I am currently trying to figure out how git diff -M<limit> works.
What I found out is, that git diff checks how similar two files (say fileA in revision 1, fileC in revision 2) are by calculating a similarity score. If the similarity score is >= limit, fileA has been renamed to fileC which has possibly been modified (if score is < 100%).
Then I asked myself, what if there are more files with the same sha1-hash within the directory? How does git know which one is the renamed (and changed) version?
To find this out, I tried the following:
First, I created two files with 7 lines ("a", "b", "c", "d", "e", "f", "g")

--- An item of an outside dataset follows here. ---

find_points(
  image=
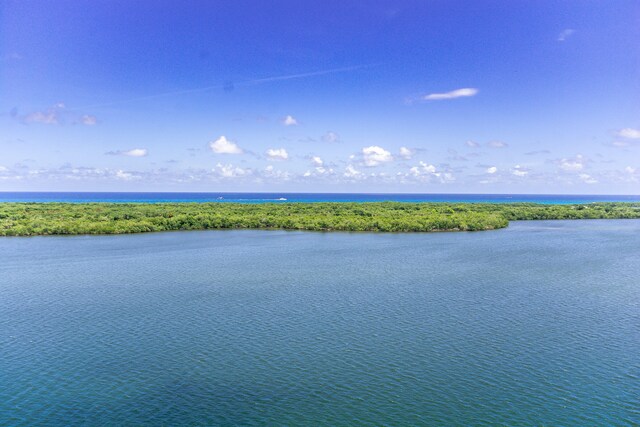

vi fileA vi fileB Then I added them to the repository and committed:
git add fileA fileB git commit -m "Added fileA and fileB" [master ffc8964] Added fileA and fileB 2 files changed, 6 insertions(+) create mode 100644 tests/fileA create mode 100644 tests/fileB Next, I renamed fileA to fileC using git mv and deleted the first line in fileB and fileC. After that I commited the changes
git mv fileA fileC vi fileB vi fileC git commit -a -m "Renamed and changed files" [master 57ff82a] Renamed and changed filed 2 files changed, 2 deletions(-) rename tests/{fileA => fileC} (85%) fileB and fileC now look like this:
b c d e f g What I expected now is that the checksums of fileB and fileC are equal:
git hash-object fileB fileC 9fbb6235d2d7eb798268d4537acebea297321241 9fbb6235d2d7eb798268d4537acebea297321241 Indeed they are :-)
So how should git diff now know what the renamed file is? Since fileC has been changed, a new blob has been generated by commit and the checksum of fileC and fileA are different as well (obviously).
I tried it:
git diff -M80% HEAD master~1 The output however confused me :-(
diff --git a/tests/fileC b/tests/fileA similarity index 85% rename from tests/fileC rename to tests/fileA index 9fbb623..f9d9a01 100644 --- a/tests/fileC +++ b/tests/fileA @@ -1,3 +1,4 @@ +a b c d diff --git a/tests/fileB b/tests/fileB index 9fbb623..f9d9a01 100644 --- a/tests/fileB +++ b/tests/fileB @@ -1,3 +1,4 @@ +a b c d Apparently git diff DID find out that fileA has been renamed to fileC.
But how? Did git save some kind of connection between fileA and fileC?